Your Summary Some people like to put an objective after their address block. I don't recommend that. Why? If you put an objective on your resume, you might paint yourself into a corner.
For example: Let's say you're looking for a job as the civil engineering manager in a small consulting engineering office. So, that's what you put on your resume as your objective. A recruiter from an international firm spots your resume and thinks you might make a good lead CE, but doesn't feel you yet have the experience to manage a 250 person department. In your objective you said you wanted a manager's position and the recruiter thinks you might not be interested in taking a lesser title. She's got 10 other resumes with comparable experience that don't say anything about wanting a management position, so, you don't get called. The other 10 engineers do. And, you never get a chance to get the experience you could have at a larger firm — something you would have loved to have done.
One last word about objectives. As a group, recruiters have seen plenty of resumes with exceedingly vague objectives. For example: "To contribute to the growth of my company," "To make the world a greener place for future generations," or "To impress my manager with the quality of my work." These are most likely one of two things: 1) An attempt to not get painted into a corner or, 2) Something someone put in their resume objective because they thought they had to have something, but they didn't really know what they wanted to do. Both are bad ideas and I've never seen a recruiter impressed by these kinds of objectives.
So, I'd recommend sticking with summaries. If you write your summary correctly, the reader will be able to infer what you'd probably like to do or would consider doing as well as get an idea of your capabilities. Your summary should be a short (no more than 10 lines long) paragraph describing you professionally from a skills and experience standpoint.
Here's where your prior hard work starts to be more useful. Your summary should be taking into account the job you want to do. It should be drawing on some of your skills lists (pick the top skills) as well as your stories, facts and figures. It should proverbially scream at the reader that you just might be the right person for the job.
For example: Remember Sammy sales rep from the last exercise? Let's say Sammy's spotted a sales supervisor job for a sporting goods company that he really respects. Sammy might say something like, "Senior sales rep / manager with 10 years experience at XXX Sports Retailer, XXX Wholesale Sporting Goods and XXX Sports Manufacturer. Promoted to sales manager by two previous employers and have led teams of up to 20 individuals to exceed companies' performance expectations. Supervised new sales representatives' initial client calls in the field as well as a team of retail sales people in a large store generating $XX,XXX.XX in receipts daily. Exceeded last year's personal sales quota by 500%."

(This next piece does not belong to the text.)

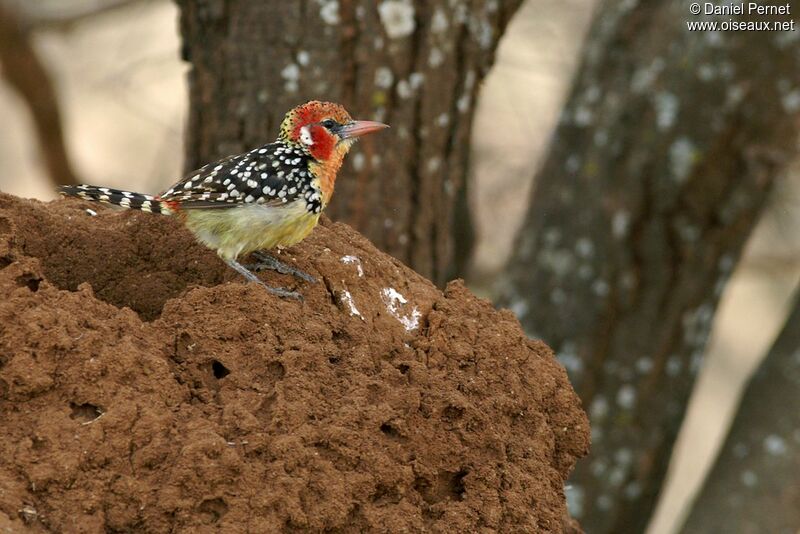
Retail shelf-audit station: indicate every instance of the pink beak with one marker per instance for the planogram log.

The purpose of the summary is to help snag the reader's attention. If I were the recruiter trying to fill the sales supervisor position, I'd at least read more of Sammy's resume. If the rest of the resume continued to look good, I'd be happy to call Sammy and see what else I could find out.
Some notes to ponder about summaries:
These are not the resume version of a 25 words or less "elevator speech" you may have learned to draft in some job hunting seminars. I imagine if Sammy approached a casual acquaintance with something like his summary above, he'd leave them speechless. Which is, of course, not the desired effect. Your resume summary can be much more detailed than a verbal introduction, while still being short. It should provide enough interesting information to make the reader want to read further.
It's fair game to rewrite your summary for each job you apply to if you feel different aspects of your background will be more appealing to different employers. You probably won't have to do much of this, but consider it so that you're spot on.
Not all recruiters read the summary first. They may skip ahead directly to the chronological portion of your resume. Don't be disappointed or put off by this. Resist the temptation to ask a recruiter if they really read your resume if they call and ask you something you wind up thinking of as a stupid question. Remember Sally recruiter? If she spent more than a couple of minutes on your resume, you're lucky.
Even if a recruiter doesn't read your summary before calling you, they may use it later to help them quickly describe you to their hiring manager. They may use it as a memory jogger when comparing you to a stack of other candidates. And, some recruiters may use it to enter a quick summary of who you are into their Applicant Tracking System. Your summary may have more readers than you ever guessed.
Assignment #6 Write your summary. Make sure it paints a picture of you as a good fit for the job you seek.
Not sure you've hit the mark?
Take a copy of your summary to your best friend along with the job you're considering applying for and get some feedback.
Take a copy of your summary to someone who might not know you as well and ask them for what kind of job they think you ought to apply. You might be surprised by the results. (We do this in class and it's interesting to see the results.)
Working through your resume with a bunch of people doing the same thing? Have everyone bring in a copy of their summary (or objective, if that's what they've got) and a job in which they're interested. Bring enough copies of both for everyone in the group. Mix them up and pass them out separately. See who the group assigns to which job. Ask why.
Edit your summary until you're sure you've got a clear picture that will appeal to the people you most want to reach.